The written updates are an important part of preparing agricultural producers for the new safety net programs established by the 2014 Farm Bill, USDA said.
"We're sending these reports to make sure that farmers and ranchers have key information as they make critical decisions about programs that impact their livelihood," said Garcia. "It's important that producers take a few minutes to cross check the information they receive with their own farm records."
Garcia said if the information is correct, no further action is needed. But if the letter is incomplete or incorrect, producers need to contact their local FSA county office as soon as possible.

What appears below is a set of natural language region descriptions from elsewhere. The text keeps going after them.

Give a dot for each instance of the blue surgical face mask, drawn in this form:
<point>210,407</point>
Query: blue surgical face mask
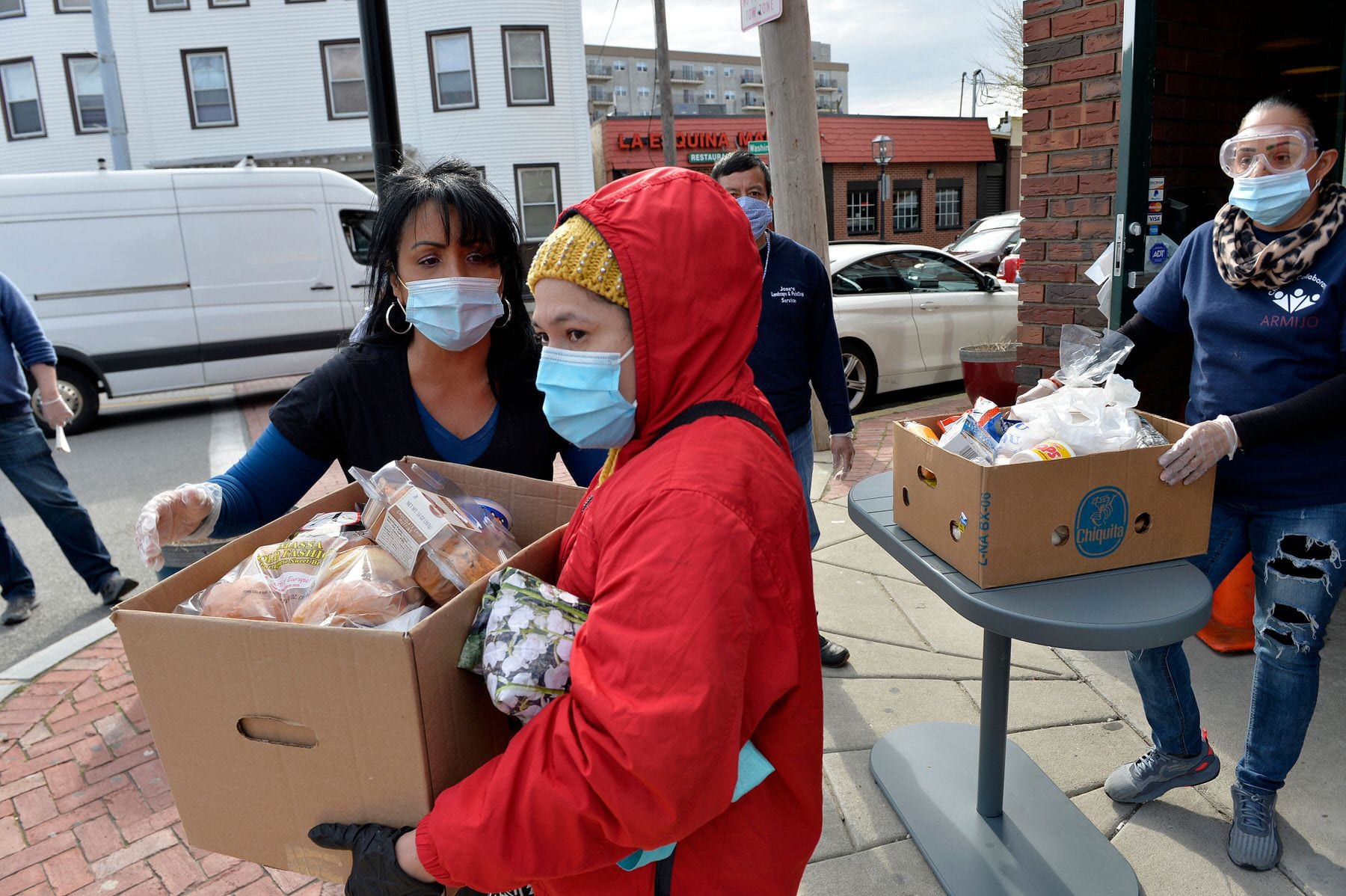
<point>582,397</point>
<point>1273,198</point>
<point>760,214</point>
<point>454,313</point>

Verifying the accuracy of data on a farm's acreage history is an important step for producers enrolling in the upcoming Agriculture Risk Coverage program and the Price Loss Coverage program, USDA says.
Later this summer, farmers and ranchers will have an opportunity to update their crop yield information and reallocate base acres.

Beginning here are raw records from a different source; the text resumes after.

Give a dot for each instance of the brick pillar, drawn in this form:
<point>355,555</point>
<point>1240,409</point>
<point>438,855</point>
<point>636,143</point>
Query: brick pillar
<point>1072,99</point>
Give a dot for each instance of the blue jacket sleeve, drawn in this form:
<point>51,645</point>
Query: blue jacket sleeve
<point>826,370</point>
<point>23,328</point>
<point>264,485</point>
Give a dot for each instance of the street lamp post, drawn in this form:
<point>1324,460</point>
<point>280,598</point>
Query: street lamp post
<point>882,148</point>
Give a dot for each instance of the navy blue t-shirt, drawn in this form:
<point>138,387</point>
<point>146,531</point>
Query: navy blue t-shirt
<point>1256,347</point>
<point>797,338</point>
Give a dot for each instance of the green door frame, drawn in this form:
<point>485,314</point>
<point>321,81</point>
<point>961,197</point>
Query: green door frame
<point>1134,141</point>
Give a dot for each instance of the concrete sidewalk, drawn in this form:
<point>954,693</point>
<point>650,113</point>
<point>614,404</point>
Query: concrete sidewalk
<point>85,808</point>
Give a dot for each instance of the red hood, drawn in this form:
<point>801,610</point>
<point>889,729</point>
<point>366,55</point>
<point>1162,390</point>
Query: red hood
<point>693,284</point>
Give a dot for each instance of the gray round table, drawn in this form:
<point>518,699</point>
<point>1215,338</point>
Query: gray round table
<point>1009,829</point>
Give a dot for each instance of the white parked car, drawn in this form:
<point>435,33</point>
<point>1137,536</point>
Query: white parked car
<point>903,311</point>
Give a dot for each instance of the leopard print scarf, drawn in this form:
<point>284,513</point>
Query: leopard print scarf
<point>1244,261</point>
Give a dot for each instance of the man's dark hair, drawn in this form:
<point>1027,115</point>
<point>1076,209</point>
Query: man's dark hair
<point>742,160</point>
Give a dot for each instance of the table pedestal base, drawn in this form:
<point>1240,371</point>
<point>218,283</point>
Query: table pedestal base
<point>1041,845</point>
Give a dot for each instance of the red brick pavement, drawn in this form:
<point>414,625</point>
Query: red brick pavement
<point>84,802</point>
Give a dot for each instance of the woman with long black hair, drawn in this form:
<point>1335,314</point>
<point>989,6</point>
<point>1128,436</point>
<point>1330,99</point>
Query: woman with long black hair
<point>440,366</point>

"I encourage producers to bring their USDA notice to any scheduled appointments with the local FSA county office," Garcia advised. "This will help ensure they have the information they need with them to discuss the available program options."

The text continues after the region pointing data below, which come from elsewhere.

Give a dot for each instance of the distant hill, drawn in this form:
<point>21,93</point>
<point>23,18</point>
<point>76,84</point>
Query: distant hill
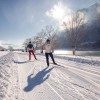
<point>2,48</point>
<point>92,38</point>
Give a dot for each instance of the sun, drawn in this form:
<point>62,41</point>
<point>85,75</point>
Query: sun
<point>57,12</point>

By mid-winter, all producers on a farm will be required to make a one-time, unanimous and irrevocable election between price protection and county revenue protection or individual revenue protection for 2014-2018 crop years.
Producers can expect to sign contracts for ARC or PLC for the 2014 and 2015 crop years in early 2015.
USDA said covered commodities include barley, canola, large and small chickpeas, corn, crambe, flaxseed, grain sorghum, lentils, mustard seed, oats, peanuts, dry peas, rapeseed, long grain rice, medium grain rice (includes short grain rice and temperate japonica rice), safflower seed, sesame, soybeans, sunflower seed, and wheat.
Upland cotton is no longer a covered commodity, USDA said.